Washington terms given political spin

By Kevin Wilson: CNJ staff writer

Earlier this week, a cnjonline.com poll gave readers three choices on new Republican presidential candidate Fred Thompson — “He’s a Reaganesque leader I’m voting for,” “Let’s wait and see” and “I’m not impressed.” As of Monday night, 39 percent went with Reaganesque.

Mind you, that’s hardly a scientific poll, and people may have picked that option more because they plan to vote for him than they think he’s “Reaganesque.”

Still, it’s troubling to see Thompson get granted that kind of comparison.
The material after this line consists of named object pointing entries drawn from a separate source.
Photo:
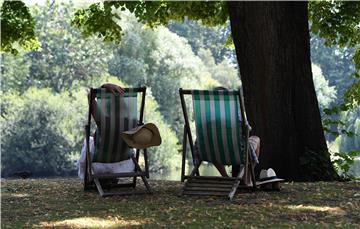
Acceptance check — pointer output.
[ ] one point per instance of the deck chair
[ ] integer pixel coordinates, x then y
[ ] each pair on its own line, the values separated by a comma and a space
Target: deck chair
221, 138
115, 113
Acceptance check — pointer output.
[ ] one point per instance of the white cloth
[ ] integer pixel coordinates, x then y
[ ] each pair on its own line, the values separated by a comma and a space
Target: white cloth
117, 167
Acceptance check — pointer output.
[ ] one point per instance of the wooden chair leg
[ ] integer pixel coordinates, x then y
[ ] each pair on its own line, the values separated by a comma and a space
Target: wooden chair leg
137, 167
99, 187
236, 183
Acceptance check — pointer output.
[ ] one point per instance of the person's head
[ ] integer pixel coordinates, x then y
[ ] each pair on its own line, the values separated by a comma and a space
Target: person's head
220, 88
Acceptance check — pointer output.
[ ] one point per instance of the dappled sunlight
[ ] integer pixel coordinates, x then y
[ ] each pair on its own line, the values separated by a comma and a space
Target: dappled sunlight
20, 195
326, 209
93, 222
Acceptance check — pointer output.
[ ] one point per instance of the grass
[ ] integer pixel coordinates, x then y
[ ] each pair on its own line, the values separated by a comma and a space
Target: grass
48, 203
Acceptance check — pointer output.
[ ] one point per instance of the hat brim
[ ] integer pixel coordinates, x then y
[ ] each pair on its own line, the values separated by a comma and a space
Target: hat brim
269, 181
155, 140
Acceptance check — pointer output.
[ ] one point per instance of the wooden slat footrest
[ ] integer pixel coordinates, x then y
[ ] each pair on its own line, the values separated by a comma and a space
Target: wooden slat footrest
208, 193
210, 178
118, 175
209, 185
227, 190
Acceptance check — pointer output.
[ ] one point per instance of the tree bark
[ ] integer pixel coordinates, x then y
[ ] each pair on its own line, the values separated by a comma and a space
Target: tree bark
273, 51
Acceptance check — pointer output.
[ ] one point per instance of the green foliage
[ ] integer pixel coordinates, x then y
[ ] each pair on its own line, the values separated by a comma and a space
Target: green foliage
98, 19
201, 37
324, 93
101, 18
338, 23
15, 72
166, 157
17, 27
317, 166
65, 59
39, 132
343, 162
155, 58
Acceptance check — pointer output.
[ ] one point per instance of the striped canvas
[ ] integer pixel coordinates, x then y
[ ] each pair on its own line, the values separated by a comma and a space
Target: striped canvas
115, 114
218, 127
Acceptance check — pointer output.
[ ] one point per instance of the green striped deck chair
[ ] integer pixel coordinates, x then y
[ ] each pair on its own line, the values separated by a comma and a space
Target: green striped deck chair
221, 137
115, 113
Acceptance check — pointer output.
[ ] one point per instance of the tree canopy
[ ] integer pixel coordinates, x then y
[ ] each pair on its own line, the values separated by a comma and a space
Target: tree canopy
336, 22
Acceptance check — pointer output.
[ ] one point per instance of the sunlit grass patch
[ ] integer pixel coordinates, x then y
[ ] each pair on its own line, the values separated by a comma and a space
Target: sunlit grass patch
327, 209
93, 222
20, 195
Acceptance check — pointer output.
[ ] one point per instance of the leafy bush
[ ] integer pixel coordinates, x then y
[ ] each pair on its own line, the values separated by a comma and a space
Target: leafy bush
39, 134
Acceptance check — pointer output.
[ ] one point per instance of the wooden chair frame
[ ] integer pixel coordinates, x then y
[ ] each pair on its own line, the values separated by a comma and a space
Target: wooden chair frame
94, 178
201, 185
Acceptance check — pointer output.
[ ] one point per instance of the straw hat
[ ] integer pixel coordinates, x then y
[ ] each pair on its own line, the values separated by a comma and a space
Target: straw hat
143, 136
268, 176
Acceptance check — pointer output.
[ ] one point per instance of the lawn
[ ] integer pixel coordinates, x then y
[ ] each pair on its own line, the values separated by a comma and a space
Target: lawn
63, 203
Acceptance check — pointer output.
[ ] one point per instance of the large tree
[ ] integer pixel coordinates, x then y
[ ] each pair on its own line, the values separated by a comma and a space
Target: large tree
272, 47
273, 50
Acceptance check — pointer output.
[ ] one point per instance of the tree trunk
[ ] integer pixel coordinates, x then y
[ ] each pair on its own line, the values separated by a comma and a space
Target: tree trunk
273, 50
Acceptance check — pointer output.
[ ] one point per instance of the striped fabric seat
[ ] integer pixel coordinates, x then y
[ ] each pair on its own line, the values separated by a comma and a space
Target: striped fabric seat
115, 113
218, 128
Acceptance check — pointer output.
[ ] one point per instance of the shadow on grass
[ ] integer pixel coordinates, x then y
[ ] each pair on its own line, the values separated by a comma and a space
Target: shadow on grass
61, 203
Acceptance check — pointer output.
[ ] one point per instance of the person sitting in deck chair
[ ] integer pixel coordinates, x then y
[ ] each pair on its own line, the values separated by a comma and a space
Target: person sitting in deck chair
121, 167
254, 144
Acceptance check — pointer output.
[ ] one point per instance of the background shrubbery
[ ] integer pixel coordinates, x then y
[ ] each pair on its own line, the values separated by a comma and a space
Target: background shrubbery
44, 102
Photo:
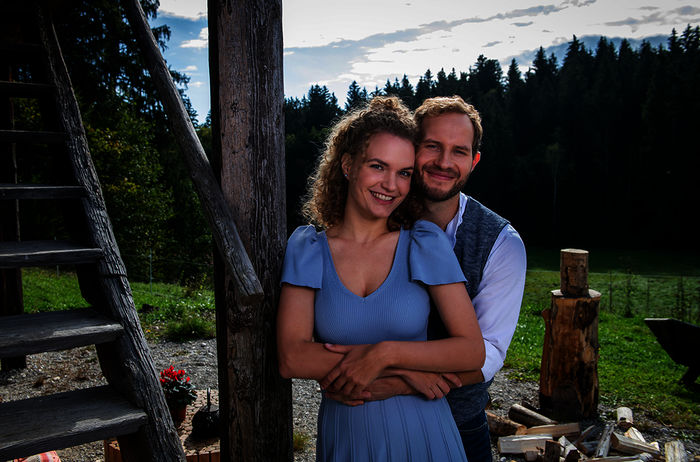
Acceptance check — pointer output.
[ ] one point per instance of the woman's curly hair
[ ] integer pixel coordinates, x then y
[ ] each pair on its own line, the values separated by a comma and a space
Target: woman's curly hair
328, 189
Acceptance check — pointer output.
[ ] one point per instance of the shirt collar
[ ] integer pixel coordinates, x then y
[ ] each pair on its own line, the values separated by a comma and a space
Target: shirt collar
451, 229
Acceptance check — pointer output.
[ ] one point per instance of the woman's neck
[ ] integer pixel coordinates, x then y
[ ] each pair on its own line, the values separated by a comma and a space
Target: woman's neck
359, 229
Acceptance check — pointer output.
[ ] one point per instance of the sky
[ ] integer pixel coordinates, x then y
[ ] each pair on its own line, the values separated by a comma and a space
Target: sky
335, 42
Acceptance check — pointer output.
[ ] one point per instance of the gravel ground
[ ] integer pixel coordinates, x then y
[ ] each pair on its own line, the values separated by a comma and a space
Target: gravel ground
58, 371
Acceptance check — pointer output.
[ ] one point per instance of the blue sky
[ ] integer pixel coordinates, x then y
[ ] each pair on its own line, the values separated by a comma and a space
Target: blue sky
335, 42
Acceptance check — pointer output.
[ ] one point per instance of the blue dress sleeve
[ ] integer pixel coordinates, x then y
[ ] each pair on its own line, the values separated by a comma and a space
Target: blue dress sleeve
432, 260
303, 259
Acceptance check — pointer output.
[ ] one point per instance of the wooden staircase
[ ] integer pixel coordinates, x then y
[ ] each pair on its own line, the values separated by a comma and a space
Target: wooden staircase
132, 407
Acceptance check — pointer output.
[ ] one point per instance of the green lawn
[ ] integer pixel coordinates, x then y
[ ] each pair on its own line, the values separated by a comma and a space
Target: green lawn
634, 370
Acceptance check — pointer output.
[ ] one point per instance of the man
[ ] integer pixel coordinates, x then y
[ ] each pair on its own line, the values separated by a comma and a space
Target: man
491, 254
490, 251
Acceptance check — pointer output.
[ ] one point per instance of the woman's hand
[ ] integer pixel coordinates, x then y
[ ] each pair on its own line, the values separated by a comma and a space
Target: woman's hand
360, 366
432, 385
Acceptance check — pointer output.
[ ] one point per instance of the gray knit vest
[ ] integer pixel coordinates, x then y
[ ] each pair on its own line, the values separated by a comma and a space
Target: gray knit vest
476, 235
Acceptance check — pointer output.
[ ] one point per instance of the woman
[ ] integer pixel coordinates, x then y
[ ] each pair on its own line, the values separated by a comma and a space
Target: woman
366, 280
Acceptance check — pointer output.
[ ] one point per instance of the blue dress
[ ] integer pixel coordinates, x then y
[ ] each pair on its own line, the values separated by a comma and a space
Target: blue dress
402, 428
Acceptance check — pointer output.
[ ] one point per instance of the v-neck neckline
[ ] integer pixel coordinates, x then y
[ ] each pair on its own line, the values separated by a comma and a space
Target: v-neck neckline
384, 282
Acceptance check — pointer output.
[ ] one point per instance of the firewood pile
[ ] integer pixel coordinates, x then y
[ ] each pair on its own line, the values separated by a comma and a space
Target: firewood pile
527, 434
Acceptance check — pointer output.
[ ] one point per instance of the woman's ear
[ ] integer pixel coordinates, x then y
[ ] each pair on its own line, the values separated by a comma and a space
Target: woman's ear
346, 164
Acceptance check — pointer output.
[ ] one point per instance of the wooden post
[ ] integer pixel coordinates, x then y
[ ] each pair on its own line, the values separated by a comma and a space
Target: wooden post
245, 62
11, 301
569, 369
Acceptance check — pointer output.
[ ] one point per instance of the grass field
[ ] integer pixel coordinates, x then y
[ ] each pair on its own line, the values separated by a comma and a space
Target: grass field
634, 370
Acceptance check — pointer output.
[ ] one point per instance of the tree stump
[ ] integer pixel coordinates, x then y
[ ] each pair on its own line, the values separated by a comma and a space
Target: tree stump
569, 368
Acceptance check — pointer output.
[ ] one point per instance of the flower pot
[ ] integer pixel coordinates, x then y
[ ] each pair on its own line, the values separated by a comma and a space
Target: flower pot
178, 412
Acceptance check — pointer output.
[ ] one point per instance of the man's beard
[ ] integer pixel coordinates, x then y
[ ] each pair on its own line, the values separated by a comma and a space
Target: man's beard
437, 195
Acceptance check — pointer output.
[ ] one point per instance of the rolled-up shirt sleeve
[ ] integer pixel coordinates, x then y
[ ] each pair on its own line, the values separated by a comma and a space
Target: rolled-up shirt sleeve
499, 296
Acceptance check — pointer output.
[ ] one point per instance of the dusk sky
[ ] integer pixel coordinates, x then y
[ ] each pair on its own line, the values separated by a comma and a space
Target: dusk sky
335, 42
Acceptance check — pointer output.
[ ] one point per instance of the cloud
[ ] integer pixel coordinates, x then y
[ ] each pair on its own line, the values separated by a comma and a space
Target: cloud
201, 42
187, 9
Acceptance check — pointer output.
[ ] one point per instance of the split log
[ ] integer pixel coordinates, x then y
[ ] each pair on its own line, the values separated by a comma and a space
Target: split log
500, 426
625, 417
527, 417
675, 452
520, 444
635, 434
604, 442
569, 367
638, 458
579, 443
569, 452
552, 451
556, 430
625, 445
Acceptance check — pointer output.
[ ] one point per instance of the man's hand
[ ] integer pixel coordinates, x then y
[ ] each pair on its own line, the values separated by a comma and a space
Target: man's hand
432, 385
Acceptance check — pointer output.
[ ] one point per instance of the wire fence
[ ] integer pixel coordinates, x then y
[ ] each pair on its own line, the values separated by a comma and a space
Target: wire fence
627, 294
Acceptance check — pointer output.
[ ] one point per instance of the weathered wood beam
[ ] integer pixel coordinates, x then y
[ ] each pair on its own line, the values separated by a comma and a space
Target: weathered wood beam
127, 364
218, 213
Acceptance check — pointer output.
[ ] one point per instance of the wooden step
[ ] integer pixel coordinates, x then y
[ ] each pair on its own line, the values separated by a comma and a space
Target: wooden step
27, 334
24, 89
45, 253
39, 191
31, 136
21, 52
66, 419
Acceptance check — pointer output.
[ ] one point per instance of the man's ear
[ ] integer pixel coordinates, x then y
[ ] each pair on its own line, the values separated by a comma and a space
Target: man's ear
476, 159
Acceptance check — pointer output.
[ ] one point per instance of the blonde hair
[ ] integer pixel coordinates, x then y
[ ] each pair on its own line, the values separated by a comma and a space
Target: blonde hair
328, 189
433, 107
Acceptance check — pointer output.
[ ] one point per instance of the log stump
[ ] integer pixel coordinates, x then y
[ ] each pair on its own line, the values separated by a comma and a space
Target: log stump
569, 368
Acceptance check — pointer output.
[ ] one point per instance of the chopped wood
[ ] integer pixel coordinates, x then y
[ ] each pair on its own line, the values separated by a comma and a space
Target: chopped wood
528, 417
626, 445
638, 458
635, 434
579, 443
501, 426
556, 430
675, 452
604, 442
552, 451
624, 417
568, 451
520, 444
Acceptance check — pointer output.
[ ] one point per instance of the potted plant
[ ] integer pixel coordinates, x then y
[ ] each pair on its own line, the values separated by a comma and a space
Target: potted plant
179, 392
Ronald Reagan was a famous actor who worked for decades speaking against communism before he ever held an elected office, became known as the “Great Communicator,” and ran a presidency Republicans aspire to duplicate. Thompson is an actor who served for eight years in the Senate, and he’s a Republican. Reagan’s probably not spinning in his grave, but maybe he’s shrugging at said comparison.

Here are some other terms you’re going to hear a lot in the upcoming months. You could even make a drinking game if you wanted:
Washington outsider: The definition is a favorable one, as it makes viewers think the candidate is free of Washington influence, uncorrupted by years in the beltway.

Unfortunately, most media analysts use the term too loosely. It gets applied to Thompson because he hasn’t been campaigning much. But the pundits conveniently ignore Thompson’s eight years in the Senate and 18 as a D.C. lobbyist.

That’s not to undermine his lobbying work, since all candidates work with them at some point. The point is, you can’t draw a paycheck from Washington for a quarter-century and be called an outsider. To call him that is an insult to Mike Huckabee and Rudy Giuliani, the only two candidates who have never spent time as a member of Congress.

Flip-flop: This is when a candidate has a rock-solid view on an issue, then changes that view when it’s politically convenient. You should be very familiar with this term, which was used so effectively against John Kerry in 2004.

Pundits have twisted the term into, “any time a candidate changes stances, no matter the circumstances.” The best example was the most famous one used against Kerry, when he said, “I voted for (the Iraq supplemental bill) before I voted against it.”

A little research would show Kerry voted against a bill that increased deficit spending but for an amendment that ran contrary to President George Bush’s tax cuts. Trying to amend a bill isn’t a flip-flop.

That’s not to say Kerry never flip-flopped. He has, and so have a lot of people looking for votes (one candidate I won’t identify has been coined “Multiple Choice Mitt,” for instance). However, they shouldn’t lose their right to change their mind if circumstances change. Just look at the context before you compare them to cheap footwear.

Factoid: I’m just throwing this one in there. The definition is an untrue item that, when repeated, becomes accepted as fact through public opinion.

I’ve only got one hint on how to spot a factoid: Look for the words “flip-flop” or “Washington outsider.”